[lldb-dev] Portable tests that create threads

Zachary Turner via lldb-dev lldb-dev at lists.llvm.org
Wed Sep 2 12:31:43 PDT 2015

Historically the pattern for tests that need to test situations involving
threads has been to write the tests using pthreads, and then a common
pattern on the python side of the test is to assert that the actual number
of threads equals the expected number of threads.

To deal with the pthread portability issue, I ported most of these tests
over to std::threads, but there is still another issue with them.
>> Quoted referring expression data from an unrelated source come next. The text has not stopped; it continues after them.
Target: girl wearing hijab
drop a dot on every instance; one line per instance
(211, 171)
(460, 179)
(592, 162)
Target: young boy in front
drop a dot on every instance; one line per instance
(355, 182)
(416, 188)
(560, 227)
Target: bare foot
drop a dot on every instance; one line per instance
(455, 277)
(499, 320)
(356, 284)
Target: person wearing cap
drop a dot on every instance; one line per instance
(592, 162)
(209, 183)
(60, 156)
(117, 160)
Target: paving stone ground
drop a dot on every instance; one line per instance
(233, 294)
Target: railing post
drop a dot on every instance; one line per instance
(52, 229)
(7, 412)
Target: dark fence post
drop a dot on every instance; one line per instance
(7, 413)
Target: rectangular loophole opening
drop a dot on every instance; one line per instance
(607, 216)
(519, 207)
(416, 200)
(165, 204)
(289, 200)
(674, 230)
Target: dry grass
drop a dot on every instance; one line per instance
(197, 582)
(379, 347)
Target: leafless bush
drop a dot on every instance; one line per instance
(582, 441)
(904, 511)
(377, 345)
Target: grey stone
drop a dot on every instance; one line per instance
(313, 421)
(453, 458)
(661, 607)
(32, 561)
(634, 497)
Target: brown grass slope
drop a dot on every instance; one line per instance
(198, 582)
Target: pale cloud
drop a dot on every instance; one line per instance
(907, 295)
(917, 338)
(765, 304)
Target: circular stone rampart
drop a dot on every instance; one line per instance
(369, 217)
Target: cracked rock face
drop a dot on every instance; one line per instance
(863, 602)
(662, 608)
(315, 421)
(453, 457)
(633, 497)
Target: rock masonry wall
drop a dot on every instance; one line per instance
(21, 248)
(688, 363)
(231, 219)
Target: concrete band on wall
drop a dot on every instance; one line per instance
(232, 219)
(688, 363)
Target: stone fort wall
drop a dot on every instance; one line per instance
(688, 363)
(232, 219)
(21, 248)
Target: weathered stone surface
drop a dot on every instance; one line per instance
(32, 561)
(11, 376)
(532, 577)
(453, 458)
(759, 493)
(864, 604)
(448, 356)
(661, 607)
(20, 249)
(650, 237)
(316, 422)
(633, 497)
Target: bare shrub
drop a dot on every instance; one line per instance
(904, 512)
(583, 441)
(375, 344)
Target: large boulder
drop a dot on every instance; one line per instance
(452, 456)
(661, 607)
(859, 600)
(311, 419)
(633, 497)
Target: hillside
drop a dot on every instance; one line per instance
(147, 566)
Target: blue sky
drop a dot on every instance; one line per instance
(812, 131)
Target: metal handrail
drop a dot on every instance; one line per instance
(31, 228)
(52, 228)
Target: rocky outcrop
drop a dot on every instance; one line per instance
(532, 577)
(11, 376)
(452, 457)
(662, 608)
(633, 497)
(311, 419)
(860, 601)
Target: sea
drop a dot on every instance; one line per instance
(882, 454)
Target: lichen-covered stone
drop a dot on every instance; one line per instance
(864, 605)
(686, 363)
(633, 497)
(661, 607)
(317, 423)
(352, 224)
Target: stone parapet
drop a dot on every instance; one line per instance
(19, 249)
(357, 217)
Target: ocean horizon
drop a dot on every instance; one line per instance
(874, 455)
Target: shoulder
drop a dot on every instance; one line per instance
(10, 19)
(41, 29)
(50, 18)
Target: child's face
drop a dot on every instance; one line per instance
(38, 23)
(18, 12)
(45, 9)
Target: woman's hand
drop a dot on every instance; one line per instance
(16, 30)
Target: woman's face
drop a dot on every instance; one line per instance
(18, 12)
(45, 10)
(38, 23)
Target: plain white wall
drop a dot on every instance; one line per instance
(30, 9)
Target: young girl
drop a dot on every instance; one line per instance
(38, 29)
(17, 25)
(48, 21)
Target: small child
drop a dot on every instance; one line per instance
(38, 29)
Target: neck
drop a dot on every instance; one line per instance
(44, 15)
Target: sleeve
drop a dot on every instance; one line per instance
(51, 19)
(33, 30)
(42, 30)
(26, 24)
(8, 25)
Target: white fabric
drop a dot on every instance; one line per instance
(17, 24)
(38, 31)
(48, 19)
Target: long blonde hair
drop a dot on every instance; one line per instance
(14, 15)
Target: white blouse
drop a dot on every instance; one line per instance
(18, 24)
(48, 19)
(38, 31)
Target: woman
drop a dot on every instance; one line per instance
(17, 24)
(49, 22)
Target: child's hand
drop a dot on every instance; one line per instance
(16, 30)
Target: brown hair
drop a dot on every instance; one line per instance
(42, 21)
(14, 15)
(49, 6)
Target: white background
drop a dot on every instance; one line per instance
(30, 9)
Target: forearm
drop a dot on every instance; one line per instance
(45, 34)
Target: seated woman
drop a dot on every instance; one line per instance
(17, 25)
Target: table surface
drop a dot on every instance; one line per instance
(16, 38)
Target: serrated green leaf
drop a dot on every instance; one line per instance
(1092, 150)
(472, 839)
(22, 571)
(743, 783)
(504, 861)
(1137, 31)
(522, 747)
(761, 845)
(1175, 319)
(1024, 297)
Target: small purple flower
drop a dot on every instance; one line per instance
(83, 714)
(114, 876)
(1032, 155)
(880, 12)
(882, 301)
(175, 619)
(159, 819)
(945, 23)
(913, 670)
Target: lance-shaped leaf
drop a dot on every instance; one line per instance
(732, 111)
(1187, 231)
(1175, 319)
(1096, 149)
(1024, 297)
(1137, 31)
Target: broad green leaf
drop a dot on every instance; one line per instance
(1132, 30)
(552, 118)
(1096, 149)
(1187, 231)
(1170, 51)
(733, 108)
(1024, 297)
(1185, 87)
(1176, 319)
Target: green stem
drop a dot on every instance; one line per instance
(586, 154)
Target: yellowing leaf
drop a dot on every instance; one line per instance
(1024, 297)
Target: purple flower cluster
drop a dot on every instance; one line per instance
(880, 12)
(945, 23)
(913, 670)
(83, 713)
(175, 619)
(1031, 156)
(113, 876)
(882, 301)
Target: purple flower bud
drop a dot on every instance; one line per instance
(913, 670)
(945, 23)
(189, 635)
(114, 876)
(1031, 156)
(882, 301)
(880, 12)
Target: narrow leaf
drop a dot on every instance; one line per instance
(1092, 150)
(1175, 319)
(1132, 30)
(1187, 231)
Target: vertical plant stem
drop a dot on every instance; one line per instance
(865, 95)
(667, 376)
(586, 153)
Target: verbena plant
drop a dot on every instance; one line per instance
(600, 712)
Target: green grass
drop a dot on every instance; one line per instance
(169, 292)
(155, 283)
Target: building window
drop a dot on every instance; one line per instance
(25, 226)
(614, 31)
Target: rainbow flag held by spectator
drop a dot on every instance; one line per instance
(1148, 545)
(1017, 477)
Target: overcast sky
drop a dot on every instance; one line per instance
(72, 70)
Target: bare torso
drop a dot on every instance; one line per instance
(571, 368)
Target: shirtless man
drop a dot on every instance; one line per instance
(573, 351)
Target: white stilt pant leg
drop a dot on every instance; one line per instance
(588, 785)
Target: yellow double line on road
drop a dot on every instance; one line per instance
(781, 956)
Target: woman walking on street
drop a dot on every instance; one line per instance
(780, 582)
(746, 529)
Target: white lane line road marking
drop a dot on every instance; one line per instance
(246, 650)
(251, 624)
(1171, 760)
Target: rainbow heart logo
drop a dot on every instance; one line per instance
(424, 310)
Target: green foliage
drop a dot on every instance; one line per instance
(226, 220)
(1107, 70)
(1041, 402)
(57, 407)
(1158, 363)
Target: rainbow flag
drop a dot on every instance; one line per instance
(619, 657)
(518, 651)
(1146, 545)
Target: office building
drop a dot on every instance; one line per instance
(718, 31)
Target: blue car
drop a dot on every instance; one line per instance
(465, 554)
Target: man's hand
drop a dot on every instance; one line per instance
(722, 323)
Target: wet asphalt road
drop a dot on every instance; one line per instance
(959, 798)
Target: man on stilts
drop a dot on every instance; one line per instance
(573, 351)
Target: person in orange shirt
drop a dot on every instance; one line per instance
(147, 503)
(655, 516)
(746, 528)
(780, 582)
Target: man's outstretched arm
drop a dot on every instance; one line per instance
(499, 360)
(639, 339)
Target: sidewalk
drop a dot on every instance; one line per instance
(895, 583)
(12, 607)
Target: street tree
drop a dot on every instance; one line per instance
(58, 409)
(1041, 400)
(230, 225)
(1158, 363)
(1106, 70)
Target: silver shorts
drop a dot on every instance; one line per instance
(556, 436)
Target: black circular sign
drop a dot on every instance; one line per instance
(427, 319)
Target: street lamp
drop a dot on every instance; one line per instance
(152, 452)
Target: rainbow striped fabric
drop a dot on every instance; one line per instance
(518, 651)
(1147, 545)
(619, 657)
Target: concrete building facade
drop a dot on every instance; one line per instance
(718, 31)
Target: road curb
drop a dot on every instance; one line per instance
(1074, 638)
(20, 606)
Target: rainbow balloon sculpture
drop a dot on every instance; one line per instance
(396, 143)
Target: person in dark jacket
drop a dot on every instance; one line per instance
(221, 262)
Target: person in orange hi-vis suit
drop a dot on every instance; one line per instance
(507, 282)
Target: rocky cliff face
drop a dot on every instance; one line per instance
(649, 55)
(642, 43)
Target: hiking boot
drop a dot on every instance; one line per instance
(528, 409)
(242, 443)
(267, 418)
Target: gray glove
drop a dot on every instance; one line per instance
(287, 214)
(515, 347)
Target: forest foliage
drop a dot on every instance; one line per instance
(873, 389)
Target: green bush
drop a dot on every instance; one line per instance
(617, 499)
On Windows we can't assume anything about the number of threads in a
program.  For example, a single-threaded hello world program actually has 3
threads, 2 of which are reserved for use by the operating system.  And the
fact that there's 2 is just arbitrary, that might not remain the same
between compiler versions, operating system versions, etc.  And to make
matters worse it might not even remain constant through the life of the
program (the assumption just being that we cannot make any assumptions,
since we don't control the threads).

So I need to find a way to write these tests portably.

Do all platforms have a way to assign a thread a name?  Looking in
Host/*/ThisThread.cpp, it seems:

1) Linux and MacOSX inferiors can use pthread_setname_np
2) FreeBSD inferiors can use pthread_set_name_np
3) Windows inferiors can raise a magic exception which the debugger is
expected to recognize

Based on this, it seems that one possible way to write these tests portably
is to have the test inferiors assign names to the threads, and have the
tests index the threads by name instead of by ordinal.

Does anyone have any thoughts on this or other possible approaches?

I really would like to avoid having different inferiors or different tests
for all of this functionality, as it will be very easy to get out of sync.